January rings in the new year and also Cervical Cancer Awareness month. In 2018 alone, 13,240 new cases of invasive cervical cancer will be diagnosed1. To raise awareness, organizations across the country will put on educational programming and increase access to routine screenings. At Robin Care we wanted to do our part by sharing important facts on cervical cancer screening and prevention.
Let’s start with the basics:
Where is the Cervix?
The cervix is located in the lower part of the uterus. It connects the uterus to the vagina which then leads outside of the body.
What Can I do to Prevent Cervical Cancer?
The most common form of cervical cancer starts with pre-cancerous cells. To reduce your risk of getting this type of cancer, there are two main strategies:
- Find and treat the pre-cancerous cells before they become cancerous
- Prevent the pre-cancerous cells from forming in the first place
Finding It Early
According to the American Cancer society, the most important thing you can do to prevent cervical cancer is to be tested according to their guidelines. The Pap test, or Pap smear, is the most common procedure for finding pre-cancerous cells. It is a quick test that is performed by scraping cells off the cervix and examining them to determine if cancer or pre-cancer exists.

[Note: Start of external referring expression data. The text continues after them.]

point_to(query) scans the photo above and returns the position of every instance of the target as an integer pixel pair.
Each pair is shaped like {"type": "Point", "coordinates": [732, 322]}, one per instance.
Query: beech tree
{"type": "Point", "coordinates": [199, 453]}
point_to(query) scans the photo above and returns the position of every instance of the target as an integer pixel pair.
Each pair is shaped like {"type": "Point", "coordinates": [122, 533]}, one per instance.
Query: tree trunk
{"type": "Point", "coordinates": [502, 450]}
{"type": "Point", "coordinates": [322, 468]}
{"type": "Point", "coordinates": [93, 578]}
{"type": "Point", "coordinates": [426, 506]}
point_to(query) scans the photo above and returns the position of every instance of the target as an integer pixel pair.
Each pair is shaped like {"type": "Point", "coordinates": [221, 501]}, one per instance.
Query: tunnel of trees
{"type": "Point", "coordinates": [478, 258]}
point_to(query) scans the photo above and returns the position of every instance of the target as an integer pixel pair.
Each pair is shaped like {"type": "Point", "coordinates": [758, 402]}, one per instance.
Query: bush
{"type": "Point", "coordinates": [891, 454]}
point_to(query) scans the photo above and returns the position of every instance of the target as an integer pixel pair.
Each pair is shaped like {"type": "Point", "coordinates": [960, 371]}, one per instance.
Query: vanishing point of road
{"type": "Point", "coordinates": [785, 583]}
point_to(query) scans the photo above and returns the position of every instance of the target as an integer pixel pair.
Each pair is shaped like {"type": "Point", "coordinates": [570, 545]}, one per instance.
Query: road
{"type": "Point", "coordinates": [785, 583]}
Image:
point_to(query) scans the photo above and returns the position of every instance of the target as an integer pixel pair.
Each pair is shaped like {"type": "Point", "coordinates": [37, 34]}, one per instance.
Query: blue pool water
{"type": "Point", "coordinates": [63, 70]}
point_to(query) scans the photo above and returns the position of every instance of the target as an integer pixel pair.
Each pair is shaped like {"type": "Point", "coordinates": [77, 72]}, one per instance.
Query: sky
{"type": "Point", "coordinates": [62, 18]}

Preventing Pre-Cancerous Cells
To prevent pre-cancer from forming, here are some steps you can take2:
- Getting an HPV vaccine
- Following Testing Guidelines for HPV
- Not Smoking
- Using Condoms
What are the Signs of Cervical Cancer?
The difficult thing about cervical cancer detection is that in many cases a patient will not have any symptoms until the disease has spread past the cervix. For those who do experience symptoms, they can include bleeding, spotting or unusual discharge. Pain during sex can also be an indication. Since cervical cancer is frequently asymptomatic in early stages, routine testing is essential to reducing your risk.
Due to increased focus on screening and advocacy over the last 30 years, the cervical cancer mortality rate has declined by more than 50% in the United States3. We still have a long way to go. While screening and prevention are vital, we need to continue to develop better treatment options and support for women with cervical cancer.